Global Maker Challenge
Access to modern energy is a basic human need, but for refugees and displaced people access to safe, secure and reliable energy is often inadequate, ineffective and not environmentally friendly. Current practices in refugee camps are damaging and polluting the surrounding environment, because of the excessive use of traditional biomass and kerosene, which is unsafe, unhealthy and inefficient. Sustainable energy solutions can go a long way in emissions savings, and essential changes in camp environments can have many benefits for camp inhabitants, camp operators and hosts, and the overall environment.
Digital Divide and Digital Literacy
Innovation plays a major role in the global development agenda by enabling digital transformation and creating new and improved services for citizens as well as firms in various sectors. As sectors transform and converge by digital technologies, ICT-enabled industries can emerge and accelerate economic development and inclusion. Digital transformation is what happens when innovation is applied to solve problems through the use of ICT and telecommunication technologies. The benefits to a country and its people are immense – significantly increasing productivity, economic growth and employment opportunities. However, the degree to which a country benefits depends on the degree to which stakeholders are able to use ICT innovation to transform various sectors of their economies.
Rural Transformation and Zero Hunger
Progress in eradicating poverty and achieving zero hunger is undermined by alarming gaps in access to natural resources such as land and forests, water and sanitation, and energy among rural populations. Groups such as smallholder farmers, rural women, rural youth, indigenous peoples and landless rural workers continue to be at risk of being left behind. It is critical to place special focus on women, who make up 43 percent of the agricultural sector’s workforce in developing countries. It is also critical to support smallholder farmers and the rural communities in which they live and work as they are central to making progress towards the Zero Hunger goal. The interests of these groups cannot be lost in the context of other interdependent goals, and with improved access to capital, smallholder farmers can grow their yields through increased inputs and by adapting to more efficient technologies and infrastructure.

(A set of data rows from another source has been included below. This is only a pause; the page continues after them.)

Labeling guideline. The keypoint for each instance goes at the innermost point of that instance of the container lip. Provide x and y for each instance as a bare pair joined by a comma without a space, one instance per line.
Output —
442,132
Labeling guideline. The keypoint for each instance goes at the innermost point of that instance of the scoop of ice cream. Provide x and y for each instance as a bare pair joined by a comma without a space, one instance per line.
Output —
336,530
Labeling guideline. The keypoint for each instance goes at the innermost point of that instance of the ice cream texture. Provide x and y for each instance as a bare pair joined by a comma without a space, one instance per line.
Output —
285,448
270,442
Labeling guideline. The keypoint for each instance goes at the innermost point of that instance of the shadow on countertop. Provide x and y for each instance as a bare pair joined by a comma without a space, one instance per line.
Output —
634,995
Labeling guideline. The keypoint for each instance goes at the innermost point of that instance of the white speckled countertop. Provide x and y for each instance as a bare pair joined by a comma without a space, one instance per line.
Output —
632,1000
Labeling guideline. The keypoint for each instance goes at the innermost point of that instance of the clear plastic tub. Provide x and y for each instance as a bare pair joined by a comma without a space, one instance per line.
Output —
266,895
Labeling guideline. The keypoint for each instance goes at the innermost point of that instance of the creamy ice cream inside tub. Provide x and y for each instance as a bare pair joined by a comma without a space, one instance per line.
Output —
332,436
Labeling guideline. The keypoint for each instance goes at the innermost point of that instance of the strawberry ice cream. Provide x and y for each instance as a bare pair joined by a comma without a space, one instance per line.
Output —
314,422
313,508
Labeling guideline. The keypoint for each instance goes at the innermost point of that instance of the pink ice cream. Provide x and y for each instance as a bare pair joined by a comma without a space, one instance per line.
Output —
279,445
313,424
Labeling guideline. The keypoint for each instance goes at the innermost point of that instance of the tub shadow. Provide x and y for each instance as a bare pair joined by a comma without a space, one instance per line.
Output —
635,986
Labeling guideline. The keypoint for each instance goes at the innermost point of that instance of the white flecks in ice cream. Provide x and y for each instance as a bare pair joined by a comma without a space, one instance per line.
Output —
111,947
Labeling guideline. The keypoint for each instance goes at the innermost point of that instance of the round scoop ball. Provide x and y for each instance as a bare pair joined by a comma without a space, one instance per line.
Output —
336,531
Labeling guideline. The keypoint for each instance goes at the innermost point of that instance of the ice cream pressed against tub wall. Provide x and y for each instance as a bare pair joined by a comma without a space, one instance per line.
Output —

Cities are hubs for ideas, commerce, culture, science, productivity, social development and much more. At their best, cities have enabled people to advance socially and economically. Many challenges exist, though, to maintaining cities in a way that continues to create jobs and prosperity while not straining land and resources. Common urban challenges include congestion, lack of funds to provide basic services, a shortage of adequate housing and declining infrastructure. The challenges cities face can be overcome in ways that allow them to continue to thrive and grow, while improving resource use and reducing pollution and poverty.